Protesto em Paris marca um mês do assassinato de Marielle Franco

media Manifestantes se reuniram diante da prefeitura de Paris para lembrar um ano da morte de Marielle Franco RFI/Paloma Varón

Dezenas de pessoas se reuniram neste sábado (14) diante da prefeitura de Paris em um protesto em homenagem à vereadora brasileira Marielle Franco, assassinada há um mês. O grupo pede justiça após o crime, que permanece impune.

Cerca de 40 pessoas, brasileiros e franceses, compareceram ao ato diante da prefeitura da capital francesa. O prédio expõe em sua porta, há algumas semanas, uma foto da vereadora brasileira, acompanhada da mensagem “Paris não esquece Marielle Franco”.

Carregando bandeiras do Brasil com faixas pretas representando o luto, os participantes do protesto deste sábado empunhavam cartazes com frases como “Quem mandou matar Marielle?”, ou ainda “Stop Killing Us – Black, Woman, LGBT” (Parem de nos matar – Mulheres, Negros e LGBT). Velas também foram acesas e um minuto de silêncio foi observado.  

Paris já foi palco de outros protestos após o assassinato da vereadora. Três dias após sua morte, um grupo de cerca de 200 brasileiros e franceses se reuniu em frente à Ópera da cidade para uma marcha intitulada “Justiça para Marielle Franco”. Manifestações de solidariedade também foram registradas em outras cidades europeias.

Logo após o assassinato, a imprensa internacional se interessou pelo caso. Alguns jornais especularam sobre a motivação política do da morte da brasileira, enquanto a mídia francesa apontou que o ativismo da vereadora “incomodava a polícia, o governo e os militares no Brasil”.

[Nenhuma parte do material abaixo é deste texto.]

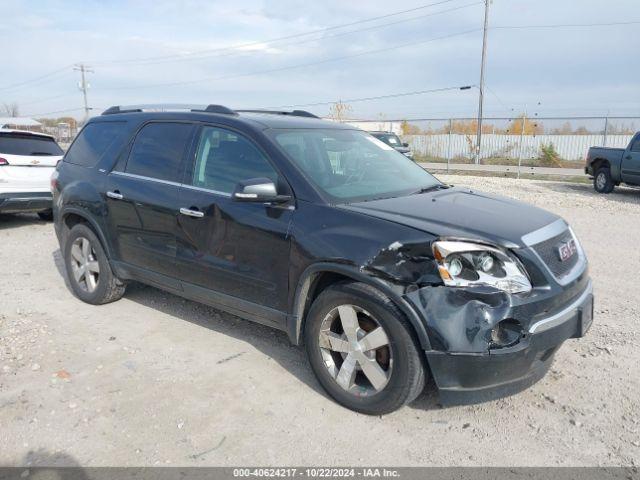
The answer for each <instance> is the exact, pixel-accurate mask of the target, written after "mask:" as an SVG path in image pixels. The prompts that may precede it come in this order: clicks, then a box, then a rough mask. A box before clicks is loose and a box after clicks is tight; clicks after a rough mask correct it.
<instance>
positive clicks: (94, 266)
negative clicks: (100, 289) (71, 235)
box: [71, 237, 100, 293]
mask: <svg viewBox="0 0 640 480" xmlns="http://www.w3.org/2000/svg"><path fill="white" fill-rule="evenodd" d="M71 272H72V273H73V278H74V280H75V281H76V283H77V284H78V285H79V286H80V288H81V289H82V290H84V291H85V292H88V293H92V292H93V291H95V289H96V288H98V282H99V280H100V264H99V263H98V260H97V259H96V252H95V250H94V249H93V246H92V245H91V242H90V241H89V240H88V239H87V238H85V237H78V238H76V239H75V240H74V241H73V244H72V245H71Z"/></svg>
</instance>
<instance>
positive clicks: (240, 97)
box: [0, 0, 640, 118]
mask: <svg viewBox="0 0 640 480" xmlns="http://www.w3.org/2000/svg"><path fill="white" fill-rule="evenodd" d="M434 3H439V4H438V5H433V6H431V7H427V8H419V7H422V6H425V5H428V4H434ZM410 9H414V10H413V11H411V12H407V13H404V14H400V15H392V16H388V17H386V18H380V19H378V20H375V21H366V22H360V21H361V20H367V19H369V18H371V17H379V16H383V15H388V14H393V13H395V12H399V11H403V10H410ZM483 12H484V6H483V4H482V1H481V0H448V1H443V0H440V1H439V2H438V0H395V1H393V2H390V1H387V2H383V1H371V0H368V1H365V0H351V1H344V0H315V1H308V0H307V1H302V0H300V1H298V0H277V1H276V0H235V1H230V0H216V1H214V0H189V1H176V0H173V1H165V0H153V1H151V0H148V1H130V2H128V1H123V0H114V1H91V0H82V1H46V0H43V1H39V2H27V1H16V0H0V17H1V18H2V21H1V22H0V39H1V40H2V45H3V48H2V67H1V69H0V71H1V72H2V75H0V104H1V103H7V102H17V103H18V105H19V107H20V113H21V114H23V115H39V114H43V113H49V112H56V111H58V110H66V109H78V108H80V107H82V95H81V93H80V91H79V90H78V81H79V72H76V71H73V70H72V64H74V63H76V62H86V63H87V64H88V65H90V66H91V67H92V68H93V70H94V71H95V73H91V74H89V76H88V77H89V81H90V85H91V88H90V90H89V103H90V106H92V107H95V108H96V109H102V108H105V107H108V106H110V105H118V104H135V103H168V102H171V103H197V104H207V103H220V104H224V105H227V106H230V107H232V108H234V107H235V108H240V107H244V108H247V107H279V106H283V105H298V104H311V103H317V102H326V101H333V100H336V99H356V98H363V97H374V96H380V95H389V94H395V93H403V92H411V91H421V90H431V89H441V88H447V87H455V86H462V85H475V84H478V83H479V73H480V54H481V49H482V31H481V28H482V22H483ZM633 21H639V22H640V5H639V1H638V0H579V1H578V0H494V1H493V3H492V5H491V10H490V22H489V23H490V27H491V28H492V29H491V30H490V31H489V41H488V56H487V70H486V85H487V86H488V90H487V92H486V103H485V109H486V113H487V115H489V116H491V115H494V116H509V115H513V114H514V112H518V113H519V112H522V111H524V110H525V109H526V110H527V111H528V112H529V114H530V115H531V114H532V113H537V114H538V115H553V116H561V115H603V114H607V113H609V114H612V115H616V114H617V115H638V116H640V61H638V53H639V52H640V50H639V48H638V47H639V46H640V24H635V25H617V26H592V27H580V28H578V27H574V28H530V29H507V28H496V27H508V26H509V27H514V26H534V25H535V26H538V25H558V24H592V23H615V22H633ZM353 22H360V23H357V24H354V25H351V26H347V27H342V28H331V29H329V30H325V31H322V29H326V28H328V27H335V26H338V25H343V24H349V23H353ZM356 30H358V31H356ZM313 31H319V32H317V33H315V34H313V35H302V34H306V33H308V32H313ZM349 32H352V33H349ZM282 37H292V38H288V39H285V40H279V41H276V42H272V43H269V42H268V41H269V40H272V39H278V38H282ZM243 44H244V45H245V46H243V47H241V48H235V49H231V50H228V49H227V50H224V49H225V48H227V47H231V46H237V45H243ZM246 44H248V45H246ZM344 57H347V58H344ZM150 59H151V60H150ZM318 62H322V63H318ZM52 72H55V73H53V74H52V75H48V74H51V73H52ZM46 75H48V76H46ZM42 76H46V77H45V78H42V79H40V80H38V81H34V82H29V83H25V84H23V82H28V81H31V80H33V79H36V78H38V77H42ZM7 87H10V88H7ZM477 97H478V90H477V89H472V90H466V91H459V90H448V91H444V92H439V93H426V94H423V95H415V96H406V97H399V98H395V99H386V100H377V101H366V102H353V103H352V104H351V105H352V108H353V111H352V116H353V117H354V118H378V117H381V116H383V117H386V118H406V117H409V118H417V117H441V116H473V115H475V114H476V111H477V101H478V100H477ZM306 108H307V109H308V110H311V111H314V112H316V113H319V114H325V113H326V112H327V108H328V107H327V106H323V105H319V106H310V107H306ZM63 114H64V113H55V114H51V115H48V116H61V115H63ZM69 114H71V115H73V116H76V117H77V118H81V117H82V111H80V110H75V111H72V112H69Z"/></svg>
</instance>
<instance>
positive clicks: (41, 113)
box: [25, 107, 84, 117]
mask: <svg viewBox="0 0 640 480" xmlns="http://www.w3.org/2000/svg"><path fill="white" fill-rule="evenodd" d="M78 110H84V107H79V108H68V109H66V110H56V111H53V112H45V113H31V114H29V115H25V116H26V117H44V116H45V115H53V114H54V113H66V112H76V111H78Z"/></svg>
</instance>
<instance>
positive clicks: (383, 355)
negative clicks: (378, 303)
mask: <svg viewBox="0 0 640 480" xmlns="http://www.w3.org/2000/svg"><path fill="white" fill-rule="evenodd" d="M319 345H320V351H321V353H322V359H323V361H324V364H325V367H326V368H327V370H328V371H329V374H330V375H331V377H332V378H333V379H334V380H335V382H336V383H337V384H338V385H339V386H340V387H341V388H342V389H344V390H346V391H347V392H349V393H351V394H353V395H356V396H371V395H375V394H376V393H378V392H380V391H382V390H384V388H385V387H386V386H387V383H389V379H390V378H391V370H392V367H393V355H392V350H391V345H390V342H389V337H388V336H387V333H386V332H385V330H384V328H383V327H382V326H381V325H380V323H379V322H378V321H377V320H376V319H375V318H374V317H373V316H372V315H371V314H370V313H369V312H367V311H366V310H364V309H362V308H360V307H358V306H355V305H340V306H338V307H336V308H334V309H332V310H331V311H330V312H329V313H328V314H327V315H326V317H325V318H324V319H323V321H322V325H321V327H320V334H319Z"/></svg>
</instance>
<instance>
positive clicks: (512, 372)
mask: <svg viewBox="0 0 640 480" xmlns="http://www.w3.org/2000/svg"><path fill="white" fill-rule="evenodd" d="M406 298H407V299H408V300H409V301H410V302H411V303H412V304H413V305H414V306H415V307H416V308H417V310H418V311H420V313H421V314H422V316H423V318H424V320H425V322H426V324H427V326H428V335H429V339H430V341H431V349H429V350H427V351H426V352H425V354H426V357H427V361H428V364H429V367H430V370H431V373H432V375H433V378H434V380H435V383H436V386H437V387H438V390H439V393H440V400H441V402H442V403H444V404H449V405H451V404H468V403H477V402H482V401H487V400H492V399H495V398H499V397H504V396H507V395H511V394H514V393H517V392H519V391H521V390H524V389H525V388H528V387H529V386H530V385H532V384H533V383H535V382H536V381H538V380H539V379H541V378H542V377H543V376H544V375H545V373H546V372H547V371H548V369H549V367H550V366H551V363H552V361H553V356H554V354H555V352H556V351H557V350H558V348H559V347H560V346H561V345H562V343H563V342H564V341H565V340H567V339H569V338H579V337H582V336H583V335H584V334H585V333H586V331H587V330H588V329H589V327H590V326H591V322H592V319H593V289H592V284H591V280H590V279H589V277H588V275H587V272H586V271H585V272H583V274H582V275H581V276H580V277H579V278H578V279H576V280H575V281H574V282H572V284H571V285H567V286H566V287H565V288H562V289H561V290H559V291H558V290H555V289H553V290H551V291H549V290H548V289H542V290H541V291H540V292H535V291H534V292H532V293H531V294H530V295H527V296H524V297H522V298H520V297H516V296H512V295H508V294H506V293H504V292H497V291H495V290H488V289H454V288H448V287H435V288H434V287H427V288H423V289H419V290H416V291H415V292H412V293H410V294H407V295H406ZM505 322H506V323H505ZM501 324H508V325H509V326H510V329H511V330H510V331H511V335H512V337H511V338H509V337H508V335H507V336H504V335H503V336H502V337H500V335H496V331H498V329H499V328H500V325H501ZM513 325H518V326H519V329H520V330H519V331H518V332H517V334H513V330H514V329H513V328H512V326H513ZM501 339H502V340H504V342H507V343H506V344H503V345H500V344H499V341H500V340H501Z"/></svg>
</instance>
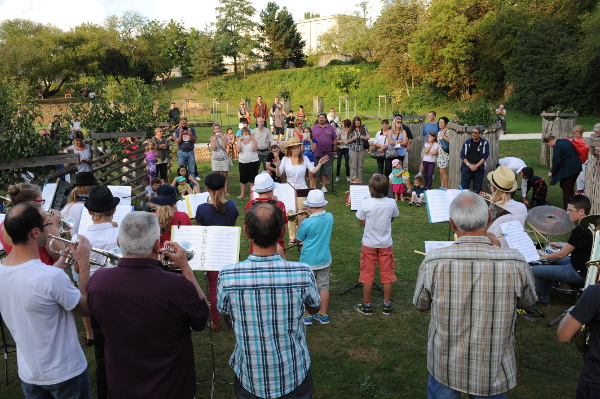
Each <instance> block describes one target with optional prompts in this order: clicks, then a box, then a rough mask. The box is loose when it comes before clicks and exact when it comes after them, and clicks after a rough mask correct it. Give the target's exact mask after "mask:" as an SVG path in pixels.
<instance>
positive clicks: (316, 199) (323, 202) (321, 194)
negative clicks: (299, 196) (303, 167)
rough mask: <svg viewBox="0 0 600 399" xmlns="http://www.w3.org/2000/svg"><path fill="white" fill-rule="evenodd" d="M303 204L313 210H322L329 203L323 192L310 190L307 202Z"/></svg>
mask: <svg viewBox="0 0 600 399" xmlns="http://www.w3.org/2000/svg"><path fill="white" fill-rule="evenodd" d="M302 203H303V204H304V205H306V206H309V207H311V208H322V207H324V206H325V205H327V204H328V203H329V201H326V200H325V194H323V191H321V190H310V191H309V192H308V196H307V197H306V200H305V201H302Z"/></svg>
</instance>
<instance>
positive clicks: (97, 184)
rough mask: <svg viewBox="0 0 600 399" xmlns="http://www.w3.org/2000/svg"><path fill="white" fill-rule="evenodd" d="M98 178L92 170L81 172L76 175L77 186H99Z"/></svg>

Foto de Marielle Franco está exposta diante da prefeitura de Paris, onde foi realizado o protesto um mês após o assassinato da vereadora brasileira RFI/Paloma Varón

Autores ainda não foram punidos

Na sexta-feira (13), a Anistia Internacional pediu novamente ao governo brasileiro que esclareça o assassinato da vereadora. “A sociedade precisa saber quem matou Marielle e por quê. A cada dia que passa e este caso permanece sem respostas, o risco e ameaças em torno dos defensores e defensoras de direitos humanos aumentam”, declarou Jurema Werneck, diretora-executiva da Anistia Internacional Brasil.

“O assassinato de uma vereadora, defensora de direitos humanos, ativista dos movimentos LGBTI e das favelas, negra e lésbica, tem, claramente, a intenção de silenciar sua voz e de gerar medo e insegurança. Mas vamos continuar levantando nossas vozes. Desde que Marielle foi morta, as pessoas no Brasil e em todo o mundo, se mobilizaram e não descansarão até que a verdade seja conhecida e a justiça seja feita. Eles tentaram nos calar, mas nós mostramos que não estamos com medo”, concluiu a diretora da Anistia.